Böyle zamanlarda insan, acıyı sağaltmak ve inkârı zayıflatmak için farklı şeylere sarılıyor: Gidenin anısına, en azından acılarının dinmiş olmasına, bıraktığı iyi şeylere… Bazen de fizik ötesi şeyler uydurmak istiyor. Bazen “Bu yıl gidenler hep özel insanlardı,” gibi geliyor mesela, “Bir devir kapanıyor, ruhâni âlem bizden bir şeyler istiyor. Belki de hak etmediğimiz şeyleri… Bunca çılgınlık ve kötülükle aynı fasit dairede bulunmaması gerekenleri…” Kim bilir…
Dayım, birkaç yılda bir kaderinin çıkmaz sokaklarına denk geldiğine inanır. Bir gün ilahi bir gizemi çözmüş gibi, “Yedi senede bir başa dönüyorum yeğenim,” demişti, “Her yedi senede işsiz ve parasız kalıyorum. Bir yerden kırılacak bu ama tutup çekeceğim yeri bir türlü bulamıyorum. Bir dahakine kesin bulacağım ama…” Bu mantığın daha karmaşık bir halini at yarışlarına da uygulamıştı: Onlarca yıllık at yarışı kayıtlarındaki kazanan numaraları bir araya getiriyor, atların soyağacıyla birleştirip bir yerlerde olduğuna inandığı formülü arıyordu. Dayımın feleğin tekerine çomak sokma çabası hâlâ sürüyor.
2010’du, kadim dostum Fatih’le bindiğimiz taksi Kartal sahil yolunda ters yöne girmiş, karşıdan gelen araçlar bize çarpmadan birkaç saniye önce şoför direksiyonu kırmayı neyse ki başarmıştı. Fatih, ön camın buğusuna bana göstererek bir çentik attı. Oysa kozmik şakacı pes etmemişti; sonraki iki gün içinde iki kaza daha geçirdim. Biri yine Fatih’le bir motor kazasıydı, tekerin kaydığını anladığımda Fatih’i tutup kendime çekmiştim de maket gibi savrulan motordan kurtulmuştum. Diğeri de babamla, öndeki arabaya bindirmiştik bir ani fren hatası yüzünden. Çentiği üçlemiştim, dayımın mantığına göre sıramı savmış olmalıydım. Ama kendi döngümün yeni turu ne zamandır, bilmiyorum.
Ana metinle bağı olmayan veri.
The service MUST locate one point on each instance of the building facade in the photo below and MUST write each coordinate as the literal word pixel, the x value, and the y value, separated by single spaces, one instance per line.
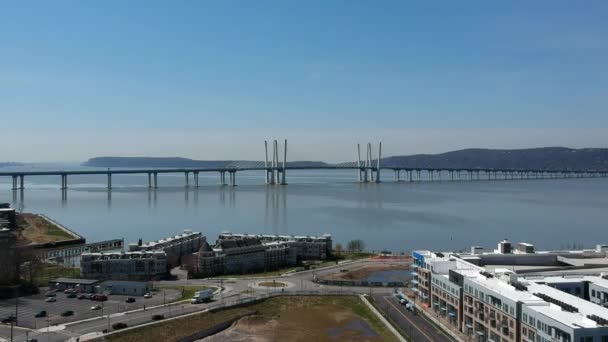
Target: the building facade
pixel 244 253
pixel 175 247
pixel 499 305
pixel 140 265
En son yaklaştığım yer, fotoğraftaki yoldu. Birkaç ay önce, bisikletle gittiğim en uzak mesafeden hep döndüğüm o yerde durup, “Neden sürekli ucuna gelip yapmıyorum ki?” diye düşündüm. Bunu, hayatımın tamamıyla ilgili bilge bir metafor sanmıştım. Oysa altı üstü bir tarafı uçurum olan bir otoban virajından bisikletle geçecektim. Bu fotoğrafı çektikten birkaç saniye sonra, şehirlerarası kamyonların rüzgârıyla savruldum ve zar zor durup bisikletten inmeyi akıl ettim. O sırada uçurumla göz gözeydim. Nietzsche haklıydı, uzun süre bir uçuruma baktığınızda uçurum da size bakıyordu. Şansım yaver gitti, düşmedim ama yolu geçmeyi ve geri dönmeyi başardım.
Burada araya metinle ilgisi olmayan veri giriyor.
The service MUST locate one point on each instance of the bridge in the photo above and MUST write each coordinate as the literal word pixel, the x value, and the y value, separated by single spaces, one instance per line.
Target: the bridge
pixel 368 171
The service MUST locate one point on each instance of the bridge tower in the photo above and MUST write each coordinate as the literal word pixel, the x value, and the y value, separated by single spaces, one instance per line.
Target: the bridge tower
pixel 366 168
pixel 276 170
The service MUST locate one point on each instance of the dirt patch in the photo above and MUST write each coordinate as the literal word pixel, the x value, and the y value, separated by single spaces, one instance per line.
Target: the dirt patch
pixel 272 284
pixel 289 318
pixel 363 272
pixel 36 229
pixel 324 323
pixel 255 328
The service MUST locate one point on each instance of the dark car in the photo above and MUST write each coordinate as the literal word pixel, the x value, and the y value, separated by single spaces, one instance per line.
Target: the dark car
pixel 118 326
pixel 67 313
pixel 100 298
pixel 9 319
Oysa kaybettiklerimiz benim kadar şanslı değildi. Oyun da değildi onlarınki. Çok genç yaşta benzer hastalıklara yakalanmışlar ve o büyülü ışıklarını da alıp gitmişlerdi. Sınavları, bir uçurumu bisikletle geçmekten daha zordu. Sevdiklerini kaybetmenin, hâlâ yaşıyor olmana sevinememek gibi çok keskin bir tarafı var…
Birkaç bin yılda bir gökten inen tanrılar gibi, bir sonraki fırsatı beklerken birileri gidiyor elimizden. Belki de gerçekten, düşüş dediğimiz şey doğumla başlıyor.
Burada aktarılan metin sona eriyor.